Попутчик искоса взглянул на него, тотчас отвел глаза и не мог сдержать едва заметного удивленного движения. Потом шумно потянул носом, вытащил из кармана большой платок и, нимало не смущаясь, отер им шею и щеку.

— Довольно шуток, господин аббат! В эту мерзкую пору года под утро делается чертовски холодно, — он дружески пихнул Дониссана в плечо, точно так, как забавы ради толкают неустойчивый предмет, как дети опрокидывают под радостные клики снежную бабу. Но кампаньский викарий не пошатнулся, только медленно раздвинул веки и, храня то же напряженное выражение на лице своем, устремил перед собой недвижный взгляд непроглядно черных глаз. — Эй, аббат! Господин аббат! — громко окликнул его лошадник. — Да вы, никак, кончаетесь, дружочек? И похолодел уже… Эй, очнитесь!

Он забрал обе руки викария в свою широкую ладонь, а другой стал похлопывать по ним.

— Вставайте, поднимайтесь же, черт возьми! Подымайтесь, будь вы неладны! Право слово, кровь стынет в жилах от такого холода.

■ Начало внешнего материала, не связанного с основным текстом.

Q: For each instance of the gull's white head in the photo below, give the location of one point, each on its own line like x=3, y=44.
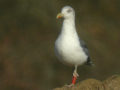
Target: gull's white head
x=66, y=12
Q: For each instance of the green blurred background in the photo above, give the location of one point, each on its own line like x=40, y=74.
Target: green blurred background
x=28, y=30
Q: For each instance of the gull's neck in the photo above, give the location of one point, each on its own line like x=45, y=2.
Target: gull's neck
x=68, y=26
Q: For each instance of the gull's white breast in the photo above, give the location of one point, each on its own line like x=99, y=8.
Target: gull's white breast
x=68, y=49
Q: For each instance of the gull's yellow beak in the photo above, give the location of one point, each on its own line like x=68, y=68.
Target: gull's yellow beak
x=60, y=15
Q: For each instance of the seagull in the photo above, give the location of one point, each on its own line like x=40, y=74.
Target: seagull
x=69, y=48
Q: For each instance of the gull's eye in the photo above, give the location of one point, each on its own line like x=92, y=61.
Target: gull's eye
x=69, y=10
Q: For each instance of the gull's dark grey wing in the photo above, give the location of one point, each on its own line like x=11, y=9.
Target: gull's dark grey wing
x=85, y=49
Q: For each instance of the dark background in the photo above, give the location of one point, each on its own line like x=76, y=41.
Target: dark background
x=28, y=30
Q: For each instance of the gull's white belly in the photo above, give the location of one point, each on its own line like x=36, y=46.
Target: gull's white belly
x=70, y=52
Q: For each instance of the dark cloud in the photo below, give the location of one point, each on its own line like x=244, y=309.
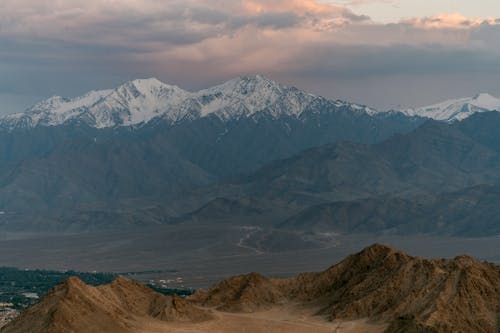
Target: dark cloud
x=330, y=50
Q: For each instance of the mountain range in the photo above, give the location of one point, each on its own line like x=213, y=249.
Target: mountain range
x=379, y=289
x=248, y=150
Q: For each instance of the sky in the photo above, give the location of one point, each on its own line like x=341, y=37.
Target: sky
x=381, y=53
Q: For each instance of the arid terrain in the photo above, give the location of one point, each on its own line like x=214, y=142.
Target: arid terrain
x=379, y=289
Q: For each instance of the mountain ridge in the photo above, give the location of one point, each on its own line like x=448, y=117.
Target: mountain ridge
x=140, y=101
x=389, y=289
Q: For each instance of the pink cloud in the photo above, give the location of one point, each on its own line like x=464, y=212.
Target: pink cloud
x=449, y=21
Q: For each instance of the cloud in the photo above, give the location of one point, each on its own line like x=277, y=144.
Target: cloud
x=77, y=45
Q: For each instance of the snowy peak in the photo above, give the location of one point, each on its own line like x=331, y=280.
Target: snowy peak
x=248, y=95
x=457, y=109
x=139, y=101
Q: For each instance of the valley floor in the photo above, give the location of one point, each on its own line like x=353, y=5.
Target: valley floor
x=188, y=256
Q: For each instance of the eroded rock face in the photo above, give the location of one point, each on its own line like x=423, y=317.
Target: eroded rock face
x=120, y=306
x=380, y=284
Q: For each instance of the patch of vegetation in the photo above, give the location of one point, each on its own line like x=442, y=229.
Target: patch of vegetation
x=23, y=288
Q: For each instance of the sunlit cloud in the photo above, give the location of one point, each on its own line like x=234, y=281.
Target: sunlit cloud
x=195, y=43
x=450, y=21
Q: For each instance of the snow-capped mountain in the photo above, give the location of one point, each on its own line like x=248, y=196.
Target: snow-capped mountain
x=139, y=101
x=457, y=109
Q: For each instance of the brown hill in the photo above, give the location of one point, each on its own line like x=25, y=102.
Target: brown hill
x=379, y=289
x=385, y=285
x=122, y=306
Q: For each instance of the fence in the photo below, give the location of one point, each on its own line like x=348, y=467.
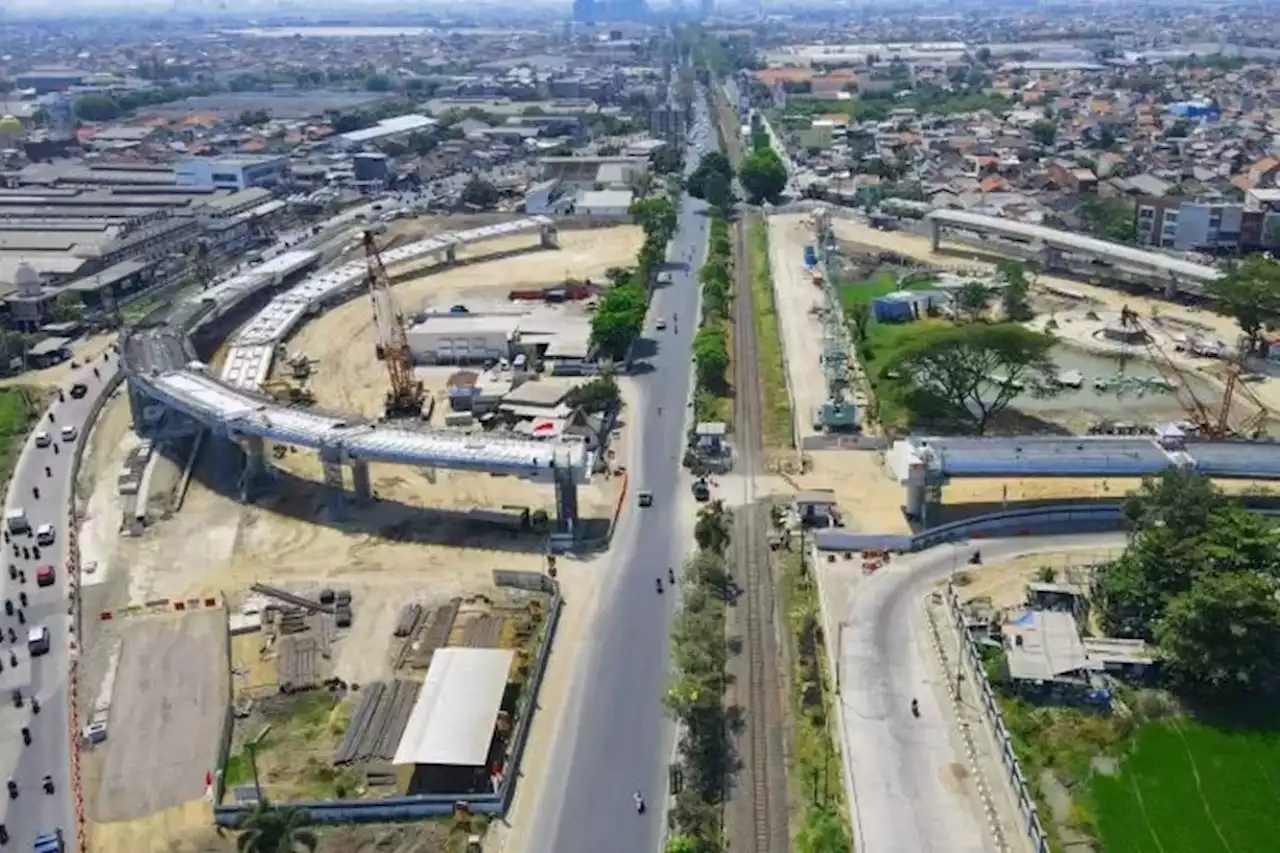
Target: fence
x=76, y=621
x=420, y=806
x=972, y=660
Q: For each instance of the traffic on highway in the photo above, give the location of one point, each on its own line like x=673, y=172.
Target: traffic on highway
x=37, y=624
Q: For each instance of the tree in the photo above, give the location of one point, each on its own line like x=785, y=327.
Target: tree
x=860, y=316
x=718, y=192
x=1249, y=293
x=479, y=192
x=270, y=829
x=67, y=308
x=712, y=162
x=711, y=357
x=96, y=108
x=822, y=833
x=1045, y=133
x=1015, y=299
x=1221, y=638
x=618, y=319
x=763, y=176
x=973, y=300
x=711, y=530
x=972, y=373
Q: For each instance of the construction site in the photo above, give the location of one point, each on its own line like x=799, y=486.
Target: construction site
x=442, y=529
x=1127, y=364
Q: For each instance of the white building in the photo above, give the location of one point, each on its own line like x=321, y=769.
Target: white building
x=391, y=128
x=232, y=173
x=464, y=338
x=604, y=204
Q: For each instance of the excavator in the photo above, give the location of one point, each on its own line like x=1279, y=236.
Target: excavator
x=406, y=396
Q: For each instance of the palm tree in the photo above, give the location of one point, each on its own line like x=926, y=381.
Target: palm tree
x=269, y=829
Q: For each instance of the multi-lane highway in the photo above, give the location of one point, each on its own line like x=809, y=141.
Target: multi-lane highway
x=903, y=796
x=616, y=739
x=35, y=812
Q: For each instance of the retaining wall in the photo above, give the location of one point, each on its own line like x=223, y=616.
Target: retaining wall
x=416, y=807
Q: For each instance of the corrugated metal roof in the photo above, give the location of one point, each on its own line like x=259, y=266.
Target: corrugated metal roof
x=453, y=719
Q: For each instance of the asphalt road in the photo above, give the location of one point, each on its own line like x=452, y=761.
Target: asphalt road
x=35, y=812
x=903, y=798
x=618, y=739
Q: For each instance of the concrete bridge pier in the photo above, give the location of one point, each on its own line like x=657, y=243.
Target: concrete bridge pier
x=566, y=498
x=360, y=482
x=330, y=463
x=548, y=237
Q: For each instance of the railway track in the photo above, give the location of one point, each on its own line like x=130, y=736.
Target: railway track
x=759, y=802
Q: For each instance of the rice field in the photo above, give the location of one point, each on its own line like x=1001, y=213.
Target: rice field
x=1191, y=788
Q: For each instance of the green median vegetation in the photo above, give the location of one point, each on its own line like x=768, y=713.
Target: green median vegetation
x=817, y=788
x=696, y=692
x=776, y=405
x=713, y=392
x=18, y=410
x=618, y=319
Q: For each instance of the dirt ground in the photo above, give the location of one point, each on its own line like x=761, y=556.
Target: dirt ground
x=167, y=708
x=348, y=377
x=801, y=328
x=1005, y=583
x=60, y=374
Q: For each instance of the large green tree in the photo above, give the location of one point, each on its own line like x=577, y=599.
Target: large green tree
x=972, y=373
x=763, y=176
x=1249, y=292
x=1220, y=639
x=275, y=829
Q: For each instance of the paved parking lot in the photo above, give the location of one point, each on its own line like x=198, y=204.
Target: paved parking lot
x=167, y=714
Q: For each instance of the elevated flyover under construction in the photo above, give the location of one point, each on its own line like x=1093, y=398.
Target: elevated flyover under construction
x=173, y=393
x=923, y=464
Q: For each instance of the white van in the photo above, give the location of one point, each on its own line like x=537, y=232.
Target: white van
x=37, y=641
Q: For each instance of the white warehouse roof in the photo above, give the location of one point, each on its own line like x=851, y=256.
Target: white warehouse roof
x=388, y=127
x=453, y=719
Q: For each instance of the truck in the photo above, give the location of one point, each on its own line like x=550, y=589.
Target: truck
x=16, y=520
x=50, y=843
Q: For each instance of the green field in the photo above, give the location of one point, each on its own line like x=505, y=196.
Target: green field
x=1191, y=788
x=17, y=410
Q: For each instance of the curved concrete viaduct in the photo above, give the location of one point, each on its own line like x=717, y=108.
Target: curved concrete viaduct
x=174, y=395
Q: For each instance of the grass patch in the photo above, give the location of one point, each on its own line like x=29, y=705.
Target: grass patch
x=814, y=775
x=776, y=405
x=18, y=410
x=1187, y=787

Он сунул ладонь ему под сутану, желая убедиться в том, что сердце бьется. Затем быстро следующими одно за другим, непроизвольными, если можно так выразиться, движениями коснулся сначала его лба, потом глаз и, наконец, губ. Проделав все это, он снова взял его руки в свои и стал согревать дыханием. Каждое его движение выдавало какую-то лихорадочную поспешность, торопливость мастерового, которому не терпится кончить тонкую художественную работу и который боится, что не управится до рассвета или что ему помешает не ко времени случившийся гость. Вдруг он спрятал руки в складках одежды у себя на груди, задрожал крупной дрожью, как если бы медленно опускался в глубокую ледяную воду, и проворно вскочил на ноги.

— Холод мне нипочем, — проговорил он. — Мне не страшен ни зной, ни стужа. Но даже мне удивительно видеть, как вы сидите в промерзшей грязи и не шелохнетесь. Диву даюсь. Как только вы еще не закоченели… И то сказать, немало пришлось вам поколесить по дороге, дружище… А я, признаться, так совсем продрог. Мне всегда холодно. Уж поверьте, от меня не всякий это услышит… Но это так… Я есьм холод, сущность моего света есть нестерпимый холод… Но оставим это — вы видите перед собой бедного человека со всеми достоинствами и недостатками, присущими людям его круга… посредника по торговле нормандскими и бретонскими клячами… барышника, как у них принято говорить… Но и об этом довольно! Думайте только о том, что рядом с вами друг, спутник в безлунную ночь, добрый товарищ… Нет, нет, никаких вопросов! Не надейтесь многое выведать у меня об этой нечаянной встрече. Я хочу лишь услужить вам и чтобы вы меня тотчас забыли. Но я-то вас не забуду: ваши руки причинили мне жестокую боль… И лоб ваш, и глаза, и губы… Мне ни за что не отогреть их — от них оледенел мой мозг, промерзли мои кости. Причина тут, верно, в вашем елее, в ваших треклятых священных мазях, во всей этой вашей ворожбе. Но довольно… отпустите меня! Мне идти да идти, и у меня есть еще силы. Расстанемся здесь и пойдем каждый своей дорогой.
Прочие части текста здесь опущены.